In this post, we will talk about K-Nearest Neighbors Classifier in short K-NN Classifier. The K-Nearest Neighbors algorithm widely used for classification models, though you can use it for regression as well. If you are looking to get into machine learning classification world, this is the best and the easiest model to start along with linear regression of course.
This post will explain how K-Nearest Neighbors Classifier works. In this article, we will cover below-listed points,
- What is K-Nearest Neighbors Classifier?
- How does K-Nearest Neighbors Classifier work?
- We will build a model using K-Nearest Neighbors Classifier.
Classification problem and Problem definition
What is a classification problem? As the name suggests and in the simplest term, a classification problem used when we have to divide the set of records(data) into several parts.
Let’s take the example of a clothing company, this company has built a Suit and launched into a market. The company is trying to find out the age group of the customers based on the sales of the suits, for the better marketing campaign. So that company can target only those customers who belong to that age group.
Let’s assume the company has all the orders of the customers in CSV file and they hired you to solve this problem. The company is asking which age group is most likely to buy this suit? No clue!

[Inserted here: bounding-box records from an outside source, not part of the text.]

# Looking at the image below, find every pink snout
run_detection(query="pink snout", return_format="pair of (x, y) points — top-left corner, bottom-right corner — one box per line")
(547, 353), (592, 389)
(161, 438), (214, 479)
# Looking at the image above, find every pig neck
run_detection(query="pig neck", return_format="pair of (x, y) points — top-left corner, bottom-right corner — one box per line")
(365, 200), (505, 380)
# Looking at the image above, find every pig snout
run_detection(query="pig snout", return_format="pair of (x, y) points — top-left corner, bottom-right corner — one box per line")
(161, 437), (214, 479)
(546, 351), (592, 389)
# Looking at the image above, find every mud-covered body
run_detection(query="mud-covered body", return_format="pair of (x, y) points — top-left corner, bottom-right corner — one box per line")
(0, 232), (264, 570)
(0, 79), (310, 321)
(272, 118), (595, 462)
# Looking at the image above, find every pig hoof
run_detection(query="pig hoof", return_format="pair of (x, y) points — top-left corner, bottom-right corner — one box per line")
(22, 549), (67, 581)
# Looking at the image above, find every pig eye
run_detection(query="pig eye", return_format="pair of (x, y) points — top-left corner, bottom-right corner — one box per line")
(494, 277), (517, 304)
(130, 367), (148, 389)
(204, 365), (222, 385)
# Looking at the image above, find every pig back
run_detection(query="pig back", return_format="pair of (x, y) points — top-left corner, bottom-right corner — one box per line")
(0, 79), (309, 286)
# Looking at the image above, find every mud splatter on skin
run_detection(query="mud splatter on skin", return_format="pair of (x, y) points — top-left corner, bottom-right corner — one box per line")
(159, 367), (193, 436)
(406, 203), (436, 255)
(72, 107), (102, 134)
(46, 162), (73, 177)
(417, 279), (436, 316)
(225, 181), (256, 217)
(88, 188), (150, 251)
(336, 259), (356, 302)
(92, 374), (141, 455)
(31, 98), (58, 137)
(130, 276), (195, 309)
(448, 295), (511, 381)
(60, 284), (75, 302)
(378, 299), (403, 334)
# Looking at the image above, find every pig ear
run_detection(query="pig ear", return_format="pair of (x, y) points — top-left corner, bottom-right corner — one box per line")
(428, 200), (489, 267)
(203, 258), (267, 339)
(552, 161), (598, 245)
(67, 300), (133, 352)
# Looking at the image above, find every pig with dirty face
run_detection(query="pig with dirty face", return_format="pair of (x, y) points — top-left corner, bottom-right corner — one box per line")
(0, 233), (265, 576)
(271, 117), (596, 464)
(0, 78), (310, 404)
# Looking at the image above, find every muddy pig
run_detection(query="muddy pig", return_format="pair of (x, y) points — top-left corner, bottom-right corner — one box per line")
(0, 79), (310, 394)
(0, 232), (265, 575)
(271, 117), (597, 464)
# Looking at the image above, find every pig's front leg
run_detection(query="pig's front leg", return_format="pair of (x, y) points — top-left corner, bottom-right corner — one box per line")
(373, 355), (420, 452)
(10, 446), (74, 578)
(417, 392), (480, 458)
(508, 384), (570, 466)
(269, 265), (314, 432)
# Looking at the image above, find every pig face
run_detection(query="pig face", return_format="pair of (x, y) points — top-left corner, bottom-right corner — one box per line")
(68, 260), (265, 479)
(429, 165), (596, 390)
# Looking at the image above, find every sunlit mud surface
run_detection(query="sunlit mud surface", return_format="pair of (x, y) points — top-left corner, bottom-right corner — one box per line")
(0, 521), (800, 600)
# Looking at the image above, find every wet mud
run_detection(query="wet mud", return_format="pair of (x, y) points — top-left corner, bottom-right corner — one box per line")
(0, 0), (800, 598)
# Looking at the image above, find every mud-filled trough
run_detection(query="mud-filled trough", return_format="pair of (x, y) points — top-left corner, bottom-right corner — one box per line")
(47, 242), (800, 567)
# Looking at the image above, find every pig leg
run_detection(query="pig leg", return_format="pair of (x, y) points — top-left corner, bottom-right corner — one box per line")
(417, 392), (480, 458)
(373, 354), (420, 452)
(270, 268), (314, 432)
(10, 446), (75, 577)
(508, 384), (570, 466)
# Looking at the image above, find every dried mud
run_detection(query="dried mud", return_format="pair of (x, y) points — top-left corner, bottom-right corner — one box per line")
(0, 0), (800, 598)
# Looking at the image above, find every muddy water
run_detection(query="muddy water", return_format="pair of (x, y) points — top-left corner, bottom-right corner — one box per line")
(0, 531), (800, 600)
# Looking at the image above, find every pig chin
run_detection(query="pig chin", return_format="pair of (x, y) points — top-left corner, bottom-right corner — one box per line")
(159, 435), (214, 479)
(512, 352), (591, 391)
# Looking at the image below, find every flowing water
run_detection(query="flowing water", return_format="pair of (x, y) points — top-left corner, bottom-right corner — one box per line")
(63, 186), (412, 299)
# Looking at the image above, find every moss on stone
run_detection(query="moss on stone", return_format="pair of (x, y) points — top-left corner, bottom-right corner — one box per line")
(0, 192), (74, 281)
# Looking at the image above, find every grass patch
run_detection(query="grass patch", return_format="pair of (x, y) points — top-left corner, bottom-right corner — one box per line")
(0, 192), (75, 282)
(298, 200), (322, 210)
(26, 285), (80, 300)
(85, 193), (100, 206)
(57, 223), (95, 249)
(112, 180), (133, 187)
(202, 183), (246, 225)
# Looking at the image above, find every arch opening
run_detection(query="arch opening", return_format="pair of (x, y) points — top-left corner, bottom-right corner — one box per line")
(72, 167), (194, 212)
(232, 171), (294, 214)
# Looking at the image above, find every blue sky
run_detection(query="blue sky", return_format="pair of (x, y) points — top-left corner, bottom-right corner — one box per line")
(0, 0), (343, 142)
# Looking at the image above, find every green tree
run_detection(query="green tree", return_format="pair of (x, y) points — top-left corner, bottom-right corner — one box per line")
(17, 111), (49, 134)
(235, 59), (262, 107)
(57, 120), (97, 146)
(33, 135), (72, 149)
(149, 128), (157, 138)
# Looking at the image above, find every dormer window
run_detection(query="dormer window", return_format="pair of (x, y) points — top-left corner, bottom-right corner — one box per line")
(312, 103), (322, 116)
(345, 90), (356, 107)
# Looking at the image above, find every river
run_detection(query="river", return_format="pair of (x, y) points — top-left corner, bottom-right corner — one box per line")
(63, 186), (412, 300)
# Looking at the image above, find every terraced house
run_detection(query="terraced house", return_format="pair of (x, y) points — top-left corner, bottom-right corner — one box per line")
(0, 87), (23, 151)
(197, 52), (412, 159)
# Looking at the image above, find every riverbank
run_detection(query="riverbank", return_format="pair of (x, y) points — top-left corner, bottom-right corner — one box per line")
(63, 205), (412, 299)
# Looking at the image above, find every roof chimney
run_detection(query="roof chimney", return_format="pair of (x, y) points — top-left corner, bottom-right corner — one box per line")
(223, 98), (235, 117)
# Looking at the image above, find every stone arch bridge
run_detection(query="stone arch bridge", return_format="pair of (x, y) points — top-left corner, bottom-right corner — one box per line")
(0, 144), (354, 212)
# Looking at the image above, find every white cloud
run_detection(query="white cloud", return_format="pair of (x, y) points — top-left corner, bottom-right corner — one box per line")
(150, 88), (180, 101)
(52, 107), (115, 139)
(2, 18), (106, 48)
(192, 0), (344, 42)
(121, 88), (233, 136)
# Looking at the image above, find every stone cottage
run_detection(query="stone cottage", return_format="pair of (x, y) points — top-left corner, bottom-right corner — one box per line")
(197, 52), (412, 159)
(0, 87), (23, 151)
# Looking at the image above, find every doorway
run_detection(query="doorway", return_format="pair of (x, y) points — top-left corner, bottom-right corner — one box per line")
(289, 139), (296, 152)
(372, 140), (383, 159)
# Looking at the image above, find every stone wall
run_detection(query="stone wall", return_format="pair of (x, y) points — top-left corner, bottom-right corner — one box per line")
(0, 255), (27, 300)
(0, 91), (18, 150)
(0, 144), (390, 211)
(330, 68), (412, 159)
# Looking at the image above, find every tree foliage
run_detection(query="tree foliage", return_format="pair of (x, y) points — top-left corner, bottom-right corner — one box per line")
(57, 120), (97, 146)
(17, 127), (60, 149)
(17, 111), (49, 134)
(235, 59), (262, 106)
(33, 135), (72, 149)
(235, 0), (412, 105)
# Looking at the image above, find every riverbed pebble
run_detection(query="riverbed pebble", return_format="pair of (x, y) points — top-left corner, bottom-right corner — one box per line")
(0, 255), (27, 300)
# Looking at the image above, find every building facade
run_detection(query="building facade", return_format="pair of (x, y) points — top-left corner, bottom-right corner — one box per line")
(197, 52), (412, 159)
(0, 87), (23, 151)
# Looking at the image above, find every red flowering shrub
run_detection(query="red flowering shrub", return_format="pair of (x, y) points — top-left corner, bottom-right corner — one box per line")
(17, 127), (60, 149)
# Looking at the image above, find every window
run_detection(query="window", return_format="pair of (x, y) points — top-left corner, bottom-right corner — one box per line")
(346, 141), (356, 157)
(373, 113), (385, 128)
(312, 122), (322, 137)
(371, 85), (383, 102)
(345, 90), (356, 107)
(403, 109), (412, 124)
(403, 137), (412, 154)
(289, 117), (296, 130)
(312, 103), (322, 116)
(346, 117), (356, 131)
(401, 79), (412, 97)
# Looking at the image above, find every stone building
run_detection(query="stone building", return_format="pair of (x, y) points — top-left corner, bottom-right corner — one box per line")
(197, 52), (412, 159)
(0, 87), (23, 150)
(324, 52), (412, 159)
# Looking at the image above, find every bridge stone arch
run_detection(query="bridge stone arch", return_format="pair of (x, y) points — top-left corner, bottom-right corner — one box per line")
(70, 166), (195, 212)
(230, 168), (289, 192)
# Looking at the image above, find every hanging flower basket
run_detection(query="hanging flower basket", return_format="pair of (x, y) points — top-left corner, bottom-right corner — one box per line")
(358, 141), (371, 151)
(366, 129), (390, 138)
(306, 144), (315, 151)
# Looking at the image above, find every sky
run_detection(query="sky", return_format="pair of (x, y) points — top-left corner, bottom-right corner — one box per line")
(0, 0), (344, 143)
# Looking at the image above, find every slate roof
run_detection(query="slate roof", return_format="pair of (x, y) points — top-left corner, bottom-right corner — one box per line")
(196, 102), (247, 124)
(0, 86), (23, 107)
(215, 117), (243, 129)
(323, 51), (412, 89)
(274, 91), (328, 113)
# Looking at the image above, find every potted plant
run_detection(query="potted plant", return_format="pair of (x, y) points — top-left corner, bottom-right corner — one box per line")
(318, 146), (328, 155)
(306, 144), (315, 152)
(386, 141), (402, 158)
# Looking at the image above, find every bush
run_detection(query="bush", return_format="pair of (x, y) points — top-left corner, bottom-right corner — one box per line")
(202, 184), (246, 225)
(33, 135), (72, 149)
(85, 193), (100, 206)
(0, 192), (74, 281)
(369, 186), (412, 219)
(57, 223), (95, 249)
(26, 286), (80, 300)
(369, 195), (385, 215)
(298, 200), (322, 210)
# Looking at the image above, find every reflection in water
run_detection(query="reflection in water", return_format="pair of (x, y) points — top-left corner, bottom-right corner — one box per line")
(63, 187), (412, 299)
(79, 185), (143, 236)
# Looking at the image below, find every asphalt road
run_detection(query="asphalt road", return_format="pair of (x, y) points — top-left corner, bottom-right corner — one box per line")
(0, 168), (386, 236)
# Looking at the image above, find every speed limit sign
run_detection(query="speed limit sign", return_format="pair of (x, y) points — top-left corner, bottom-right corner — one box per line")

Well, we will create a model to solve this problem in this post and we will understand how we can use the KNN Classifier algorithm in this situation.
What is K-Nearest Neighbors Classifier and How it works?
K-Nearest Neighbors Classifier algorithm is a supervised machine learning classification algorithm. The K-Nearest Neighbors Classifier algorithm divides data into several categories based on the several features or attributes. As you can see in the below graph we have two datasets i.e. Red dataset and Blue dataset.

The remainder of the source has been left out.